This is great. Now backing off the "fundamentals are fun" idiocy from yesterday, McCain provides his solution to the economic distress facing the country: we'll start a club!
Republican presidential candidate John McCain is calling for a high-level commission to study the economic crisis, one similar to the commission that studied the Sept. 11 attacks.
Yeah, that's the way to fix the economic problems facing us today. We'll create a commission that takes a month or more to put together, spends six months studying all the issues, and then it's final recommendations are delayed by infighting and the President's refusal to cooperate (remember, it's like the 9/11 Commission!).

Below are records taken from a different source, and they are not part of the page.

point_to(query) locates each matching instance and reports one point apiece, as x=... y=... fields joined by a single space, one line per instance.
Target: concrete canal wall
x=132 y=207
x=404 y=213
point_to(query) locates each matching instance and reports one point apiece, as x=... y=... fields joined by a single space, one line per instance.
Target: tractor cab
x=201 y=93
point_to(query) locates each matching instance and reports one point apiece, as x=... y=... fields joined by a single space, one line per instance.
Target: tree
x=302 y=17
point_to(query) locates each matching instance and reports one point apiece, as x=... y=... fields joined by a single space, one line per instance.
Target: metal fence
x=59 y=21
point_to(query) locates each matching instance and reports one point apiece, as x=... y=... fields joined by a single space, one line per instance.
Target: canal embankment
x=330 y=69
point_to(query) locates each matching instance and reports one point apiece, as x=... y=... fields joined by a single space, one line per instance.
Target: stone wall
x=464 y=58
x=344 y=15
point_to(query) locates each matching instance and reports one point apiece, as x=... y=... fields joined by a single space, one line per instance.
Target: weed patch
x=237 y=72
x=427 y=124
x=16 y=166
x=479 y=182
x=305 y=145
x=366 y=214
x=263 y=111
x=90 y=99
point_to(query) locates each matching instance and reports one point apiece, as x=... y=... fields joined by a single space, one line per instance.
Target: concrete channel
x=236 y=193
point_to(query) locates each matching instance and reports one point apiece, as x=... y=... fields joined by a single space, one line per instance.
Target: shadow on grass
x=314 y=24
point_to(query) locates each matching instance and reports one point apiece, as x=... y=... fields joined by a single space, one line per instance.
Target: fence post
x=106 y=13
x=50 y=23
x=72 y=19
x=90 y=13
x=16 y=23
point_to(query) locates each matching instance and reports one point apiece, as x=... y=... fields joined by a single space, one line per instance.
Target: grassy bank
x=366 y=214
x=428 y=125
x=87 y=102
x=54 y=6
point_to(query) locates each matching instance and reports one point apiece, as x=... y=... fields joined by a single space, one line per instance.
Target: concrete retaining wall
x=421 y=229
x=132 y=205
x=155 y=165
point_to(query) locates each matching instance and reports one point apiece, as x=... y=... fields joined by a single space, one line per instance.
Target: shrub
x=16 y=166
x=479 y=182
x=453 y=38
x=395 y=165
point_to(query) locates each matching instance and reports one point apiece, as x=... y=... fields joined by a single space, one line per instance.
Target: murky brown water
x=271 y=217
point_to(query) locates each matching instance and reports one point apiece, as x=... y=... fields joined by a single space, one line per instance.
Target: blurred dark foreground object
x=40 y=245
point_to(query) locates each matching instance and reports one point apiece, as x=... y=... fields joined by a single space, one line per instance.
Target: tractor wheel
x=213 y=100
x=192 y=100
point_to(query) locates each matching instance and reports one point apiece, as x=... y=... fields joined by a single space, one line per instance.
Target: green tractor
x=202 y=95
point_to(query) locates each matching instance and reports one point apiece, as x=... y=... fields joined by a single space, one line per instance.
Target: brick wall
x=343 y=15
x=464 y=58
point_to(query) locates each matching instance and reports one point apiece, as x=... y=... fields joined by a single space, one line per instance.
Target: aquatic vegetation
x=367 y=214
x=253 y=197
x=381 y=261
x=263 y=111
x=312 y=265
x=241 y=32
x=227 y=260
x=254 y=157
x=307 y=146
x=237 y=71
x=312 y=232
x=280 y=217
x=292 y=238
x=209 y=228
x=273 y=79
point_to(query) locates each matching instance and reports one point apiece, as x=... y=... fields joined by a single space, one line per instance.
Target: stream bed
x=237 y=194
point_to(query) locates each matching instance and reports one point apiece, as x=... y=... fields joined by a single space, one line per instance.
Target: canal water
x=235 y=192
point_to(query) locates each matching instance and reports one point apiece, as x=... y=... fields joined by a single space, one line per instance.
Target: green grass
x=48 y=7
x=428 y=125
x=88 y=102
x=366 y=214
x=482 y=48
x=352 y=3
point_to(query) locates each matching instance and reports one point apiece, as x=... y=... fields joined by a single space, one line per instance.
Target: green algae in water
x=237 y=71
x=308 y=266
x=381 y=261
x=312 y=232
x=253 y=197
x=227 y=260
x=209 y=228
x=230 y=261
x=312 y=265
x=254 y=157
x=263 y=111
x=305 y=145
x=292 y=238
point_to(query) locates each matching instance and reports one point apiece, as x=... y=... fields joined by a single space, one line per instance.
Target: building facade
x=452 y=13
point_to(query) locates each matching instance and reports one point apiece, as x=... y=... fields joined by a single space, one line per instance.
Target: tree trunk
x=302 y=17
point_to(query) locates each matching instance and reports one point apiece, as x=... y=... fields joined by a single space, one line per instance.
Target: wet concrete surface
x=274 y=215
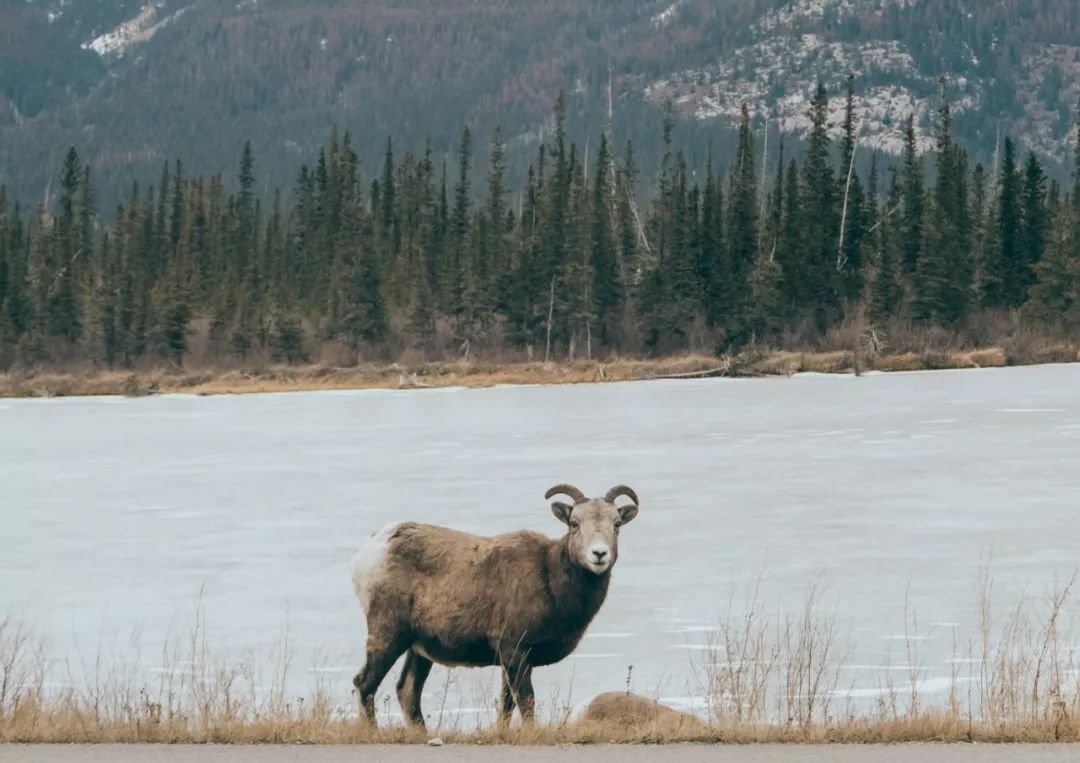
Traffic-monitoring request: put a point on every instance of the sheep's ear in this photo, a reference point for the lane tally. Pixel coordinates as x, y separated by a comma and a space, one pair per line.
562, 511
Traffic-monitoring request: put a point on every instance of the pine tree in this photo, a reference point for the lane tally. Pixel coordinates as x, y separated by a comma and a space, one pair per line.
943, 277
1003, 272
914, 200
608, 286
1034, 224
817, 269
742, 237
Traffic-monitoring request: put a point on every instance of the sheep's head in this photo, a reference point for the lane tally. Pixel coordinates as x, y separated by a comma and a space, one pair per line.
593, 524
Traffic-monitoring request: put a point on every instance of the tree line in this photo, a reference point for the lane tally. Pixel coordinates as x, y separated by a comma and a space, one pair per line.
424, 260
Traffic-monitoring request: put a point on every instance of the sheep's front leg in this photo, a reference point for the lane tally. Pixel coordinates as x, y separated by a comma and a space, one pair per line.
517, 690
410, 686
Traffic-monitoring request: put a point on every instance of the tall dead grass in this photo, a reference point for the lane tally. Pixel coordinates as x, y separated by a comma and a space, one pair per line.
765, 679
902, 351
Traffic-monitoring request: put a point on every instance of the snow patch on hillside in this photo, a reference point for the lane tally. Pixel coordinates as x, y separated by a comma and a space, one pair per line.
777, 76
133, 31
666, 17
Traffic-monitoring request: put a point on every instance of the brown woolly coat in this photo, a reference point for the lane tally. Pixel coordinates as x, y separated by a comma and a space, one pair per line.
481, 601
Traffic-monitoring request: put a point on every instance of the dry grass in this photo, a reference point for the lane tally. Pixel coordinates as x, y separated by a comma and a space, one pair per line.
767, 679
285, 378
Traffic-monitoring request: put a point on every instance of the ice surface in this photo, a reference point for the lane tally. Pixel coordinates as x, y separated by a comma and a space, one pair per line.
119, 514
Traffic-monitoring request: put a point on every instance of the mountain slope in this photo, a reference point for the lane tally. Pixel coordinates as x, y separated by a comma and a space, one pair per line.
133, 85
1012, 65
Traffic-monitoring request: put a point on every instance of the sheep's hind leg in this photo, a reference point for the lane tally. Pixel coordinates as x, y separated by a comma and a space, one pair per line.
517, 690
507, 706
410, 686
378, 664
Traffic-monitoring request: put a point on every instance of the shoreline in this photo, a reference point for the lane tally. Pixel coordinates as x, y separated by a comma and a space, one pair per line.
480, 374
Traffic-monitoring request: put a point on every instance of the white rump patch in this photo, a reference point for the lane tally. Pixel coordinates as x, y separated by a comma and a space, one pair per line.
367, 563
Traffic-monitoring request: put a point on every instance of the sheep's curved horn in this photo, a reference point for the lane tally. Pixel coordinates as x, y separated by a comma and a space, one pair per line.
578, 496
621, 490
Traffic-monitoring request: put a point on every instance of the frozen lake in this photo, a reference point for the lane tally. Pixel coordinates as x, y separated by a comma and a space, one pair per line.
118, 514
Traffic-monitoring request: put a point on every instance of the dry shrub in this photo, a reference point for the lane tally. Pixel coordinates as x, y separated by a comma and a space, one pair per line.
766, 678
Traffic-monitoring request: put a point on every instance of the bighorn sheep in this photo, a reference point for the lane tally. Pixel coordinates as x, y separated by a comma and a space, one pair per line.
516, 601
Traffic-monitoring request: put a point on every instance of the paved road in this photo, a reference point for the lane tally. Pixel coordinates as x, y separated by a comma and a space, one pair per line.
669, 753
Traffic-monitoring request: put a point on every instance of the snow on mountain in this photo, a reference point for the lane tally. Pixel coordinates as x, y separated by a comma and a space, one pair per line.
792, 49
133, 31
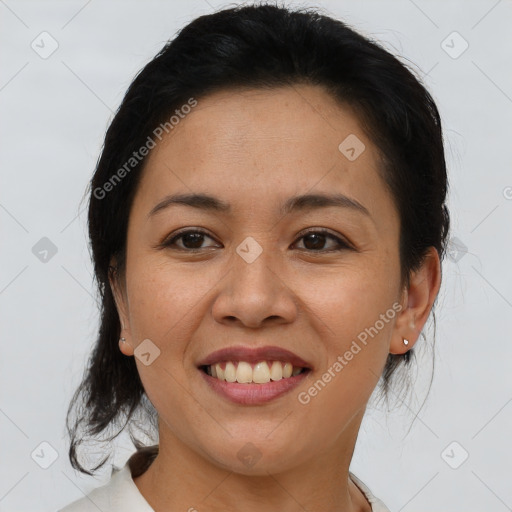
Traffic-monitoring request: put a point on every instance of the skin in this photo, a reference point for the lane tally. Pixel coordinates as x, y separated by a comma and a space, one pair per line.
254, 149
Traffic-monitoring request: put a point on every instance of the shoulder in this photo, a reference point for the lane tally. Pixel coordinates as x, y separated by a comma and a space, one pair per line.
120, 494
376, 503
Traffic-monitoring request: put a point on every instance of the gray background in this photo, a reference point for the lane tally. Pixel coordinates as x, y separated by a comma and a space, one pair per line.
54, 113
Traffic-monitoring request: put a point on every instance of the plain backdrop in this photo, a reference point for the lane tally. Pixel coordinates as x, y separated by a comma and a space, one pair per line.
54, 110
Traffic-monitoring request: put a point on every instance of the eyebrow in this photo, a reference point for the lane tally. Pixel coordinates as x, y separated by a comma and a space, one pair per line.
293, 204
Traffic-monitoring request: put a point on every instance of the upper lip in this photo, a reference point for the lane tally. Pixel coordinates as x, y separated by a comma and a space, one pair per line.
254, 355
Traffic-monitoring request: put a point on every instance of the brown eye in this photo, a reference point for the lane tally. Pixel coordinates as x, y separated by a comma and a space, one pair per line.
315, 241
191, 240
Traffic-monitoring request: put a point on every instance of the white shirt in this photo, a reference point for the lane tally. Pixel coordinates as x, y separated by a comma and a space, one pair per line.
121, 494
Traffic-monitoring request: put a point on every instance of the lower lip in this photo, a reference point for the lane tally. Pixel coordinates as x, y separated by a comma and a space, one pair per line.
253, 394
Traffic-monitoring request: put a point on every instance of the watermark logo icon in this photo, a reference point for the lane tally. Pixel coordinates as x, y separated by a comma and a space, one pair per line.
456, 249
147, 352
45, 45
44, 455
249, 249
454, 455
352, 147
454, 45
44, 250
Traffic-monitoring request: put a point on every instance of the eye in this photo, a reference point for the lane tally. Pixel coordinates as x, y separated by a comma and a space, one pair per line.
315, 240
192, 240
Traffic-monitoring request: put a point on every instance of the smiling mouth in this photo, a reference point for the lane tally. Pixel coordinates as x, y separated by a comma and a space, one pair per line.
261, 372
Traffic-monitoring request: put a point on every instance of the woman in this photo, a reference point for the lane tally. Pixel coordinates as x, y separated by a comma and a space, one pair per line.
267, 221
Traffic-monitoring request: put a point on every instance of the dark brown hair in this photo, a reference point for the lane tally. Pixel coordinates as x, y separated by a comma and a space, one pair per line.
260, 46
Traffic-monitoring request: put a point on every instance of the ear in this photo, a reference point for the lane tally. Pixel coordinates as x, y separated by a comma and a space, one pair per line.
118, 287
417, 302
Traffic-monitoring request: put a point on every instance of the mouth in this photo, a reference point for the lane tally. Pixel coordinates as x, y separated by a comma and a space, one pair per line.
253, 376
247, 373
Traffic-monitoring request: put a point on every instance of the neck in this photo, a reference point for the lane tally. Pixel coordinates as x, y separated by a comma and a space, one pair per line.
181, 479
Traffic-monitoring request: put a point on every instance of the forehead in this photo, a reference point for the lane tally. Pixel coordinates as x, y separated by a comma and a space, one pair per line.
256, 147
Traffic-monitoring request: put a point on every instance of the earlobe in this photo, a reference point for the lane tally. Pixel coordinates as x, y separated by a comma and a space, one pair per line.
119, 301
419, 297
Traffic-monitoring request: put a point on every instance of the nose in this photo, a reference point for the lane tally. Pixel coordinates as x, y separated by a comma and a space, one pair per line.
255, 293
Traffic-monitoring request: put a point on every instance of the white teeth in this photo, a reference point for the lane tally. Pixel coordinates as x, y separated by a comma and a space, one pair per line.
276, 371
261, 373
230, 372
244, 373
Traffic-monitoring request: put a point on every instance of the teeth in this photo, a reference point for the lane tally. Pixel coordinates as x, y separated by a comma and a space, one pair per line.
244, 373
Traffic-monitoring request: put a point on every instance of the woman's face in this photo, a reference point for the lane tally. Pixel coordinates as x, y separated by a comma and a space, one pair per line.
261, 276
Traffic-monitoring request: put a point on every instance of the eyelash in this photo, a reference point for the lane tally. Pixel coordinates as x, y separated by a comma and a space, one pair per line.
343, 245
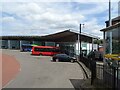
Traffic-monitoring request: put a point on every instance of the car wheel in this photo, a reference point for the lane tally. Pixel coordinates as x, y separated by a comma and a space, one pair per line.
57, 60
72, 61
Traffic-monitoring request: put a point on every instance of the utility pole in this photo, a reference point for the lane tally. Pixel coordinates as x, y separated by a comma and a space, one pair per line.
79, 40
110, 23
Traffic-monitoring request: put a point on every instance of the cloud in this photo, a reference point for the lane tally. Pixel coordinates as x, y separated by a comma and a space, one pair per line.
44, 18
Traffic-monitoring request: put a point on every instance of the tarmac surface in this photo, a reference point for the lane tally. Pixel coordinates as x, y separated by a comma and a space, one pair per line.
40, 72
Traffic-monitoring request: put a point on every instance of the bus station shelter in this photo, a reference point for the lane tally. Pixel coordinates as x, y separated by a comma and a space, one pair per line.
66, 40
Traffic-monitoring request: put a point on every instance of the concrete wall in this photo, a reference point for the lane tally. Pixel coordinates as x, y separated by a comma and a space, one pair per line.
4, 44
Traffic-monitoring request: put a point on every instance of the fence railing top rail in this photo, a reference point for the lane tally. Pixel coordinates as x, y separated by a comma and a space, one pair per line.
113, 56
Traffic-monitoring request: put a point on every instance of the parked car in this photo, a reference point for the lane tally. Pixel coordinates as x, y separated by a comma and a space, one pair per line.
96, 55
63, 57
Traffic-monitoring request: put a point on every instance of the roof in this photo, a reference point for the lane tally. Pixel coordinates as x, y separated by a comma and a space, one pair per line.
111, 27
115, 19
64, 36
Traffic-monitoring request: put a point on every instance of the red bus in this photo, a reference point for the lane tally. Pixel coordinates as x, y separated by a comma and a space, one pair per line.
45, 50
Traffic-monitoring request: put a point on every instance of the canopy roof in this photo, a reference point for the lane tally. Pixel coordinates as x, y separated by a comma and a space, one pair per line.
64, 36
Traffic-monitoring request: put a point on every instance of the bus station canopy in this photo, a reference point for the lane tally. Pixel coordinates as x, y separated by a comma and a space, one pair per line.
64, 36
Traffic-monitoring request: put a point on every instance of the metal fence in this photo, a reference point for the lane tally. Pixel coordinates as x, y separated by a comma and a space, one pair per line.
104, 75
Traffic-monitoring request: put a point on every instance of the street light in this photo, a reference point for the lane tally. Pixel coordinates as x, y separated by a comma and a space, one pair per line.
79, 40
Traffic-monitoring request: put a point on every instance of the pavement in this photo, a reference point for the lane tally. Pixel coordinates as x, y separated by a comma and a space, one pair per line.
40, 72
10, 67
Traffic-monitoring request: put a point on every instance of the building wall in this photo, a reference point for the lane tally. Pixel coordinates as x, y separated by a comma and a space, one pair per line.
49, 43
4, 44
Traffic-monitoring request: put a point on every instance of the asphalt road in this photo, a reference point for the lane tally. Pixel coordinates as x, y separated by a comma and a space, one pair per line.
40, 72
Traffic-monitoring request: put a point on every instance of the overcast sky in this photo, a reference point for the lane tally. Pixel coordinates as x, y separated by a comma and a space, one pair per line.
41, 18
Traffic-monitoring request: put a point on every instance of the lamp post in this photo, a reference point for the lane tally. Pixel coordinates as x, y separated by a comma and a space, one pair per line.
79, 40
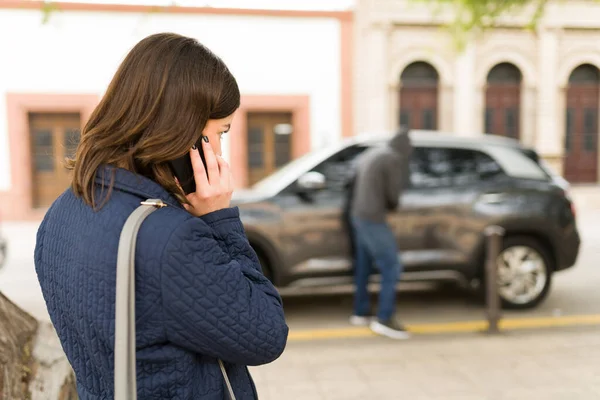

And at the end of all this the Congress can pass a bill to enact the recommendations over a period of a couple months, and McCain can veto it because it has too much regulation.
Essentially he wants to kick this down the road a couple of years, kind of like in 1929 and 1930 when the federal government took no action and let "market forces" play out. That's his solution -- wait. And it's easy to do when you have hundreds of millions of dollars of your wife's money.
But for the rest of us it doesn't work that way. We can't just wait it out, because we will lose our homes, our retirement savings, our college accounts and any chance at a good, solid middle class life.
That's OK for the "down-to-earth" millionaire McCain and home tanning booth liar Palin. They'll be able to weather the storm without really seeing a difference in their living standard.
But that commission will guarantee one thing and one thing only -- that the rest of us are screwed.